Post-mortem: Downtime on August 15, 2018

After today’s deployment we faced a downtime of our reference server. We want to give you some insight into what happened.

What Happened?

At 10:10, we deployed a new version to our reference server build.opensuse.org. Right after the deployment, the application didn’t boot anymore and displayed our error page. We immediatly recognized that a change in the configuration was causing the issues. After fixing the configuration, we were back online at 10:13.

Why Did It Happen?

The deployed version contained changes to the configuration of our application. The format in the config/options.yml file changed to group keys per environment. In order to transition from the previous format to this one, we need to run a Rake task (migrate_options_yml)

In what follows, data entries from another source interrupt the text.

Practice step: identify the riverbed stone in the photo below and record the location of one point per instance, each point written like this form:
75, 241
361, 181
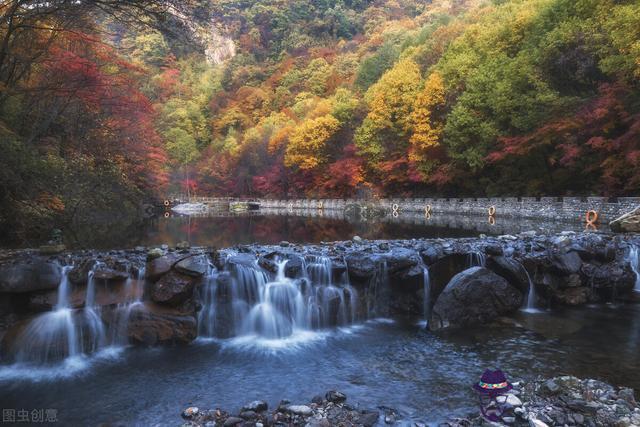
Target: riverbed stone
29, 275
195, 266
158, 267
172, 289
627, 223
256, 406
566, 263
512, 270
361, 266
473, 297
152, 326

The changes were not backward compatible, so this is why it caused issues. We documented this change in our release notes, which is intented to be used for the stable releases. Therefore, it’s not part of our daily deployment process.

Other Side-Effects

The full crash of the application also caused a crash of the delayed jobs workers, which we use for asynchronous jobs. This was back online at 10:30.

How Are We Going to Do Better in the Future?

Introduce Backward Compatible Changes

The changes were not backward compatible in the first batch of changes. Later on, we discovered a way to be backward compatible which we missed in our review process.

We need to put more efforts into making our changes backward compatible. Always make sure that such changes are really necessary.

Faster Deployment Revert

We didn’t fully address the faster deployment revert yet, because there were issues like packaging the gem dependencies in dedicated packages. This is now addressed with the introduction of the bundle_gems service. In our sprint backlog, we have an epic Robust Deployment in which we track the steps to move this forward.

Better Documentation & Cleanup

To share documentation between the developers, we have two options here:

  • MOTD
  • Release Notes

We will discuss this more in our team’s mailing list. For now, we use the MOTD on our production instance to share important notices about patches for deployments. However, we don’t share other important information there.

We could also share anything related to the deployment (such as breaking changes) in the MOTD or the Release Notes.